Spam Classification Using Machine Learning Techniques - Sinespam
Tutor / director / evaluatorAlquézar Mancho, René
Document typeMaster thesis
Rights accessOpen Access
Most e-mail readers spend a non-trivial amount of time regularly deleting junk e-mail (spam) messages, even as an expanding volume of such e-mail occupies server storage space and consumes network bandwidth. An ongoing challenge, therefore, rests within the development and refinement of automatic classifiers that can distinguish legitimate e-mail from spam. Some published studies have examined spam detectors using Naïve Bayesian approaches and large feature sets of binary attributes that determine the existence of common keywords in spam, and many commercial applications also use Naïve Bayesian techniques. Spammers recognize these attempts to prevent their messages and have developed tactics to circumvent these filters, but these evasive tactics are themselves patterns that human readers can often identify quickly.

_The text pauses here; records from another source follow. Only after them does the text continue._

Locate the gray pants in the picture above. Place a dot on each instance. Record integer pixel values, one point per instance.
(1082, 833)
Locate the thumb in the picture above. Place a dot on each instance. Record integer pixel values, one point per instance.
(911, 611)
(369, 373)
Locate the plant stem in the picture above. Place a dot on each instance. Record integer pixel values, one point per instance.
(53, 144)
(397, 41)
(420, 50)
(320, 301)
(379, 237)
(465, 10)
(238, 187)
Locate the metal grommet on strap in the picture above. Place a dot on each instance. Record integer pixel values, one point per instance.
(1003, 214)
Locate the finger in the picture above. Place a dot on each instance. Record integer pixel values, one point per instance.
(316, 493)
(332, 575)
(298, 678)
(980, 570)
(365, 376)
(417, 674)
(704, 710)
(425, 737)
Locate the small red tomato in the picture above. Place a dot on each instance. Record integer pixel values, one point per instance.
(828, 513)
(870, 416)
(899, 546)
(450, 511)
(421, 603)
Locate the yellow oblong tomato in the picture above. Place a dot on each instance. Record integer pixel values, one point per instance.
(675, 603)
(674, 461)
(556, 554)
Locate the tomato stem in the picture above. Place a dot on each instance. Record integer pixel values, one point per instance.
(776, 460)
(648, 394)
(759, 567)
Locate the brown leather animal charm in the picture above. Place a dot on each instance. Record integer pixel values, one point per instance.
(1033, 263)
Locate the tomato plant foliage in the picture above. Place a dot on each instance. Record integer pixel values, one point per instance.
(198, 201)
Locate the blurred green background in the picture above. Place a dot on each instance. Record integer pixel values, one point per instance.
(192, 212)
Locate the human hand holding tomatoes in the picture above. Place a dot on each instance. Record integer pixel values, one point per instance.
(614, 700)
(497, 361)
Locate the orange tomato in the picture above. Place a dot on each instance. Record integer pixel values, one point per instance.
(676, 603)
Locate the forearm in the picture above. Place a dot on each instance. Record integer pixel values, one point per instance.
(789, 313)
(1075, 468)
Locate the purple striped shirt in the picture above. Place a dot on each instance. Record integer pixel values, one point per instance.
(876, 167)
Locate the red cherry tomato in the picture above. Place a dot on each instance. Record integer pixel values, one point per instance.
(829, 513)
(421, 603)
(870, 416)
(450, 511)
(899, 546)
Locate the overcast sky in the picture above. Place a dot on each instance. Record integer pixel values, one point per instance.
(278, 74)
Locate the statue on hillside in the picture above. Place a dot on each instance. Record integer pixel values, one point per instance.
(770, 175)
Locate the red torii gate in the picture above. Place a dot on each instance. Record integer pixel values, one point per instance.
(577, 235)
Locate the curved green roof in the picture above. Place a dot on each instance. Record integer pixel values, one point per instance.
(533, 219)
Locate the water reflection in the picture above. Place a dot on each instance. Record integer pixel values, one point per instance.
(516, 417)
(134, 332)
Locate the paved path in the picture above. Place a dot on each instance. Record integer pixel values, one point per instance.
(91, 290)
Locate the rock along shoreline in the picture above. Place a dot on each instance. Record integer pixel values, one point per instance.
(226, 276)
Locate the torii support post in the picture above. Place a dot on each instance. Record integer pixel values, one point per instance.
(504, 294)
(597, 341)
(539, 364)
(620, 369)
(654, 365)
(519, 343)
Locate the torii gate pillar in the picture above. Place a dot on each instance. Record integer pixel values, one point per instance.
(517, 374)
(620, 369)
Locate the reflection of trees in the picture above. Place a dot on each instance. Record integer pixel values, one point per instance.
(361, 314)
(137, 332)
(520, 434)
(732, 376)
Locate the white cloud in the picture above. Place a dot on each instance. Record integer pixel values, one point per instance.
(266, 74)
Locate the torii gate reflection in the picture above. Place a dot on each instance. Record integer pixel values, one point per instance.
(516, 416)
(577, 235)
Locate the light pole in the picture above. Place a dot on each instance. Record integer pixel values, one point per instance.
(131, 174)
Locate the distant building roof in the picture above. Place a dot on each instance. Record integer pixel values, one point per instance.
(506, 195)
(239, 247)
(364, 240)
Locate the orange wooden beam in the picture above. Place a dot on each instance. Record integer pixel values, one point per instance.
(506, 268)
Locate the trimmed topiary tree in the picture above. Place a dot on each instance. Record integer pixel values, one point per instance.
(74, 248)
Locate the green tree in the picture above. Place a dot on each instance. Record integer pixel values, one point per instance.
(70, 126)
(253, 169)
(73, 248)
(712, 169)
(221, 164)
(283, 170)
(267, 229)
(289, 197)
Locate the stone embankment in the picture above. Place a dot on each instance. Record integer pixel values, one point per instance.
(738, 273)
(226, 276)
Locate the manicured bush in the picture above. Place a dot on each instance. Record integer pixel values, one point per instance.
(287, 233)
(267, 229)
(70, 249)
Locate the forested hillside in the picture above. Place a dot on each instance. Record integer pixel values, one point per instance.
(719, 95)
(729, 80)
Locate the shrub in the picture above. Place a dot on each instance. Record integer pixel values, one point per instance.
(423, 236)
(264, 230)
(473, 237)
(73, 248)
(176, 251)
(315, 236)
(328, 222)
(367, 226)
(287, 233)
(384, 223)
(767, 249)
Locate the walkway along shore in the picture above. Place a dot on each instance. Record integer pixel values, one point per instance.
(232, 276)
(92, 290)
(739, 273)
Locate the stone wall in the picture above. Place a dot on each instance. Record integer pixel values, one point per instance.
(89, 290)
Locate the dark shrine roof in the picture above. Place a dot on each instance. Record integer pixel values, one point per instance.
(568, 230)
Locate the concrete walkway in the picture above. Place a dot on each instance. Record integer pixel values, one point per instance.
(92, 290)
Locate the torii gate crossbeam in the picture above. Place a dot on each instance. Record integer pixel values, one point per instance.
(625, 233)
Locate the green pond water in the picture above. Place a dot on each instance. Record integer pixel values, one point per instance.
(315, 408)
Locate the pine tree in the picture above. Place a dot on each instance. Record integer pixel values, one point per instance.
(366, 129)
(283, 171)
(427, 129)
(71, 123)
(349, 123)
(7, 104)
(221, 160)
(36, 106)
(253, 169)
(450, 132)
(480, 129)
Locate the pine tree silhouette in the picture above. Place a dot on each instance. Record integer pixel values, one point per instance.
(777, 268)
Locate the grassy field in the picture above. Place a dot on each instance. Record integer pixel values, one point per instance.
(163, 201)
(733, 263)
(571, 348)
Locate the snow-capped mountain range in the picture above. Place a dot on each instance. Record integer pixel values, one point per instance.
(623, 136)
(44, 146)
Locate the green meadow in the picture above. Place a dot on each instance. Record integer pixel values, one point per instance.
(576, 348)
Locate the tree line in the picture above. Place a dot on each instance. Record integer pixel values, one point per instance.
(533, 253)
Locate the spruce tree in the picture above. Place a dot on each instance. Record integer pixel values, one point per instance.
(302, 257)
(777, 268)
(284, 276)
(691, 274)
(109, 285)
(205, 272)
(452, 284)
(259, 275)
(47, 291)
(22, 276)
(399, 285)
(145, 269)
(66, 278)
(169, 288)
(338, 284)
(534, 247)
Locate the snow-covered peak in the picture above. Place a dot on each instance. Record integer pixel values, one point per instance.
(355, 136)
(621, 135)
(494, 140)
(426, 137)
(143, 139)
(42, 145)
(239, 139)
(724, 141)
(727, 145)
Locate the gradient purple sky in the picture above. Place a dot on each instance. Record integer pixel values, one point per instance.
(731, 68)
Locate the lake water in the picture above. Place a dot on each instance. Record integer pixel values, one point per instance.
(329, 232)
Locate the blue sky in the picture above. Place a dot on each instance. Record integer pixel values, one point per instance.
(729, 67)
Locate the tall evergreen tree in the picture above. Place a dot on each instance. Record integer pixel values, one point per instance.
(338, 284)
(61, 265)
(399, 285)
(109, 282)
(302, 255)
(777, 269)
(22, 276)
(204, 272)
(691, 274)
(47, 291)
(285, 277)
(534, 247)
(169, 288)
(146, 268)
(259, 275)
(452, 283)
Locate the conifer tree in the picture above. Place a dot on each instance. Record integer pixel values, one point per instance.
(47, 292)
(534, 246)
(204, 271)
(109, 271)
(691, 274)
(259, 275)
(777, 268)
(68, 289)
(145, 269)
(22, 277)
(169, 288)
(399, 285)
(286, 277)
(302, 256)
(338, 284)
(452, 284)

This work had the objectives of developing an alternative approach using a neural network (NN) classifier brained on a corpus of e-mail messages from several users. The features selection used in this work is one of the major improvements, because the feature set uses descriptive characteristics of words and messages similar to those that a human reader would use to identify spam, and the model to select the best feature set, was based on forward feature selection. Another objective in this work was to improve the spam detection near 95% of accuracy using Artificial Neural Networks; actually nobody has reached more than 89% of accuracy using ANN.